McKee and colleagues suspect that early CTE could result from damaged brain blood vessels that leak blood proteins into nearby tissue, causing inflammation of the brain. The researchers reached this conclusion after scanning the brains of mice which either suffered repeated head impacts or blast exposures.

Capillaries, the smallest and most important blood vessels, were particularly affected. These blood vessels are essential to oxygen and nutrient transport, as well as waste removal. Injuries to the head result in focal disruption of capillaries, causing protein leakage into the brain.

Taken together, this body of evidence suggests that early CTE may result from leaky blood vessels in the brain.

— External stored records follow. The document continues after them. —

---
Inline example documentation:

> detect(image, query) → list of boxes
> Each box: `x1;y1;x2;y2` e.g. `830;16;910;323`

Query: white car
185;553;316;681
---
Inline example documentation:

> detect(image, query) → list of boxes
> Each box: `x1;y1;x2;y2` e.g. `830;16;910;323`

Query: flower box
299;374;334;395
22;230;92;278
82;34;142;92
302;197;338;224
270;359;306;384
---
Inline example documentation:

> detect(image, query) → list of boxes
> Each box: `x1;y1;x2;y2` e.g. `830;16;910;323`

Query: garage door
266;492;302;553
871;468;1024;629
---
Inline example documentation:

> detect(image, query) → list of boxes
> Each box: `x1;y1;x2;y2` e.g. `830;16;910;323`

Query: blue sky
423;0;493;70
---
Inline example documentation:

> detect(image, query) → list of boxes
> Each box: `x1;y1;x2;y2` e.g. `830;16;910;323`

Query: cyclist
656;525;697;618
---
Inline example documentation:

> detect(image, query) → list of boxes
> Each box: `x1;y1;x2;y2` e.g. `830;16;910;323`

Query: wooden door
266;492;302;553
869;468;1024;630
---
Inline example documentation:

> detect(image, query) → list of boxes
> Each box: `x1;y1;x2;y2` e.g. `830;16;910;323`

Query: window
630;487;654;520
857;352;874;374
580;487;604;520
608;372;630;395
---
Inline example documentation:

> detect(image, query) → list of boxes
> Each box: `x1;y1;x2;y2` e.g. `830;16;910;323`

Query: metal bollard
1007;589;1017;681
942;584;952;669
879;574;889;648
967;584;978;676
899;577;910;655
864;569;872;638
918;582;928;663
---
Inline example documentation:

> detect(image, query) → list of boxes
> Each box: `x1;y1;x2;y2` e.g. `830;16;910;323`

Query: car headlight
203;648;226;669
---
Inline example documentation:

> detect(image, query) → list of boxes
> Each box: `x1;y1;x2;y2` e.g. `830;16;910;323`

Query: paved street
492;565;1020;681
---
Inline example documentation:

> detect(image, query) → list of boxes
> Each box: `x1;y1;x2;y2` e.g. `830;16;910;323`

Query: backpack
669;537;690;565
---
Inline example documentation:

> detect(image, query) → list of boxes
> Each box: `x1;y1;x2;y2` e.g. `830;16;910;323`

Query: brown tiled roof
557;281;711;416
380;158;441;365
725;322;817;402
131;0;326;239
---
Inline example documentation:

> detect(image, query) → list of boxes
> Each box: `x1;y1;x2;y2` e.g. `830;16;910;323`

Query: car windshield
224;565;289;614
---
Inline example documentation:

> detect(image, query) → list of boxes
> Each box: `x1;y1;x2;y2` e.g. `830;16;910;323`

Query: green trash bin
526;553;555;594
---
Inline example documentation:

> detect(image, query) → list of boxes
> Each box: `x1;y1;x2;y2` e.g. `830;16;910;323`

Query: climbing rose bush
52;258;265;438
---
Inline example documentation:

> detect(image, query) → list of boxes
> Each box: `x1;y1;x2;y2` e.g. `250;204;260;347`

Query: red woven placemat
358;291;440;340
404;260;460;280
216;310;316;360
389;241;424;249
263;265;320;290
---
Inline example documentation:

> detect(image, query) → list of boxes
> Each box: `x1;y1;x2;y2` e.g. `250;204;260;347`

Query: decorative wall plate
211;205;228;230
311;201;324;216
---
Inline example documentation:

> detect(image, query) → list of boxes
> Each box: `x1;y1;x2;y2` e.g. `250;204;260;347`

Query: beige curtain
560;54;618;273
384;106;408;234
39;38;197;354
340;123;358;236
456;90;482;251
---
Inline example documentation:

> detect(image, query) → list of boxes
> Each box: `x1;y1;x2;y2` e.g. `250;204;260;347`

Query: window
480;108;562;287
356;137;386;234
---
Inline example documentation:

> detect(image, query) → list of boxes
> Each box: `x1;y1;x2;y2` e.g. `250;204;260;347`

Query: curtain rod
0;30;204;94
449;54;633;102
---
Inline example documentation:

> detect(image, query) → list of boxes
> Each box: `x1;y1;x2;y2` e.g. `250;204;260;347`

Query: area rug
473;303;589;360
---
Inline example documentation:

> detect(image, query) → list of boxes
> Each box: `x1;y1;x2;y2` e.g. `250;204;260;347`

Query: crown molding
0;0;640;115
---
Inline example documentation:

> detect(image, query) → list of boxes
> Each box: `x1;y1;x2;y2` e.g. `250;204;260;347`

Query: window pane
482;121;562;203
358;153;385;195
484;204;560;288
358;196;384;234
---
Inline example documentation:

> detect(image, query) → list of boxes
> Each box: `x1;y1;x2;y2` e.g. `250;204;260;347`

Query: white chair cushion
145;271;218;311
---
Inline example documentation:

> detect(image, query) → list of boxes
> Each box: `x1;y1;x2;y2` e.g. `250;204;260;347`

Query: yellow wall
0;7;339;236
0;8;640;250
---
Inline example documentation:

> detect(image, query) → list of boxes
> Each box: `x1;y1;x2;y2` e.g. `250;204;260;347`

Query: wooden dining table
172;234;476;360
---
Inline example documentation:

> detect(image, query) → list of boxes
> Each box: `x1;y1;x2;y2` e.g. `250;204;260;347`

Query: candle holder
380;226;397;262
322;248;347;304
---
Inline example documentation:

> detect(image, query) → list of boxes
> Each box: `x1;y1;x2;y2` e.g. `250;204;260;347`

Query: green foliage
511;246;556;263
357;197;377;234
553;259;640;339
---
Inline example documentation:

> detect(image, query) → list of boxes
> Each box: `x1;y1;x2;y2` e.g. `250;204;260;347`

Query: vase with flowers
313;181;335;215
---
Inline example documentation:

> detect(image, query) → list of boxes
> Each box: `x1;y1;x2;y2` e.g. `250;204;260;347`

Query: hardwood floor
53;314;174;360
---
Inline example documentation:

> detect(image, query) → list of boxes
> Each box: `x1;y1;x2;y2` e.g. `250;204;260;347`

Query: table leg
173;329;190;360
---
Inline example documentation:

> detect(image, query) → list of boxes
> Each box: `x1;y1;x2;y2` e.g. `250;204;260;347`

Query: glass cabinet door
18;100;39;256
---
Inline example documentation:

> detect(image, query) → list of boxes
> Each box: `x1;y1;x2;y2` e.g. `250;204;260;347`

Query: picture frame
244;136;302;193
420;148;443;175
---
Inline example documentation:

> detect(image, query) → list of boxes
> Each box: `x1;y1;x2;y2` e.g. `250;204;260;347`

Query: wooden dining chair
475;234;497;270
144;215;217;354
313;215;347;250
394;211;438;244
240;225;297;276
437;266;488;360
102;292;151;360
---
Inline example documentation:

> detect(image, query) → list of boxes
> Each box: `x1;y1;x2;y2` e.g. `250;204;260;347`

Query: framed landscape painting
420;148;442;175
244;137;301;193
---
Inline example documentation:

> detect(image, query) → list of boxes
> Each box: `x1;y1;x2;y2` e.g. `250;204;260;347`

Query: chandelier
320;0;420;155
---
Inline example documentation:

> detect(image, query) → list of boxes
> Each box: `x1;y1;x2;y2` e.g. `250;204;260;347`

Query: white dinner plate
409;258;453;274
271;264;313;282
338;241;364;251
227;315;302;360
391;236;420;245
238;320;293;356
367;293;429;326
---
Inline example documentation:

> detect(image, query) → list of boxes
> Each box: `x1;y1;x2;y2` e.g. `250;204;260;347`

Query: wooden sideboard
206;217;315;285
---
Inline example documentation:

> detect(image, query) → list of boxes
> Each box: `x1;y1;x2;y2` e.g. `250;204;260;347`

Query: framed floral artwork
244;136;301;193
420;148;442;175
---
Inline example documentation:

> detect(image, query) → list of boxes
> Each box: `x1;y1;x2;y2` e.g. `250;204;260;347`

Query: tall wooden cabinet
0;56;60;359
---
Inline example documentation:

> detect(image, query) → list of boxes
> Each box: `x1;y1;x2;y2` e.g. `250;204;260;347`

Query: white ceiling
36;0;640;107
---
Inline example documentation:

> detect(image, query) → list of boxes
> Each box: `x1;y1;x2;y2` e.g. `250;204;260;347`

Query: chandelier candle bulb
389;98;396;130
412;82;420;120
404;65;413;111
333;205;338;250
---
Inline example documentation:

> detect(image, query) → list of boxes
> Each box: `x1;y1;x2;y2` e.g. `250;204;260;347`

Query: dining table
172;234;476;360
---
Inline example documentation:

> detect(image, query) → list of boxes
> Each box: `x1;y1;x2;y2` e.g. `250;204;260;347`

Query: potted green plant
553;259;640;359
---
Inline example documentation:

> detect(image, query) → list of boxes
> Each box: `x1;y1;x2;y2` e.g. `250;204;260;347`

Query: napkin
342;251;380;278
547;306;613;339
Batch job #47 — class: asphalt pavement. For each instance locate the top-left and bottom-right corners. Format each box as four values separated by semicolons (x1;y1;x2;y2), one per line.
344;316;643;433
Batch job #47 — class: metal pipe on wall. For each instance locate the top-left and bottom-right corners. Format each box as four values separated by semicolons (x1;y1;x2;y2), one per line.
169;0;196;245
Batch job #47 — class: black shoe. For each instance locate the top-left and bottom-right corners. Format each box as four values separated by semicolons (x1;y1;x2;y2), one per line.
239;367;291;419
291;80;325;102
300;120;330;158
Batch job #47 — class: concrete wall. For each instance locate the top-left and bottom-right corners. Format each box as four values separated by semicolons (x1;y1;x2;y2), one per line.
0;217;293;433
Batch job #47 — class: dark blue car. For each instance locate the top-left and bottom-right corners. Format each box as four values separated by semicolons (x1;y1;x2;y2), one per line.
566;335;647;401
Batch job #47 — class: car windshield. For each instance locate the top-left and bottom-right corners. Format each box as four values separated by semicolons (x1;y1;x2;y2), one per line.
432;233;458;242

“The same brain pathology that we observed in teenagers after head injury was also present in head-injured mice,” says Lee Goldstein, an associate professor of psychiatry at Boston University’s School of Medicine, and study co-author. “We were surprised that the brain pathology was unrelated to signs of concussion.”

 

The researchers argue that their findings published in the journal Brain provide a strong causal evidence that links head impacts to both traumatic brain injury and early CTE, “independent of concussion.” Football and other similar sports won’t change their rules too soon but it’s studies such as these that will one day help athletes protect their health by being more aware of the risks they’re subjecting themselves to.

“In order to reduce CTE risk” in athletes and military veterans, “there must be a reduction in the number of head impacts,” said McKee, who is the director of the CTE Center. “The continued focus on concussion and symptomatic recovery does not address the fundamental danger these activities pose to human health.”